Aya no Tsuzumi (綾鼓, "The Damask/Twill Drum") is a Japanese Noh play by an unknown author, written in the 15th century.

The fact that Zeami wrote a revised version of the play, called Koi no omoni ("Love's Heavy Burden") has led to the speculation that the original play might also be Zeami's.

The word aya means twill, but the first English translation by Arthur Waley used the word damask, and this choice is almost invariably preserved by later western writers.

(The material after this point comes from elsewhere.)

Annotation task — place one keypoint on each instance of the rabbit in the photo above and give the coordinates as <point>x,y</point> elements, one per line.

According to Tyler, "damask is far more evocative - and suitably so - in english".

The play, which depicts the tragic consequences of unrequited desire, has been praised as "frightening" and "difficult to forget". It has been translated into English twice, by Arthur Waley in 1921 and by Royall Tyler in 1992.

==Plot==
The gardener at the Palace of Chikuzen has fallen in love with the Imperial Consort. She sends a message to the gardener that she will meet him at the pond if he beats the drum which she has placed in a laurel tree in the garden. He tries but the drum has been made with twill (aya) and so cannot sound. Realising that he has been made a fool of, the gardener drowns himself in the pond and returns as an evil ghost who torments the princess.

==Adaptations==
Japanese playwright Yukio Mishima wrote his own adaptation of the play in his collection Kindai Nogakushu in 1957.

Wilford Leach and John Braswell's ETC Company staged an English-language adaptation of Aya No Tsuzumi, called Demon, in repertory at La MaMa Experimental Theatre Club throughout the 1970s.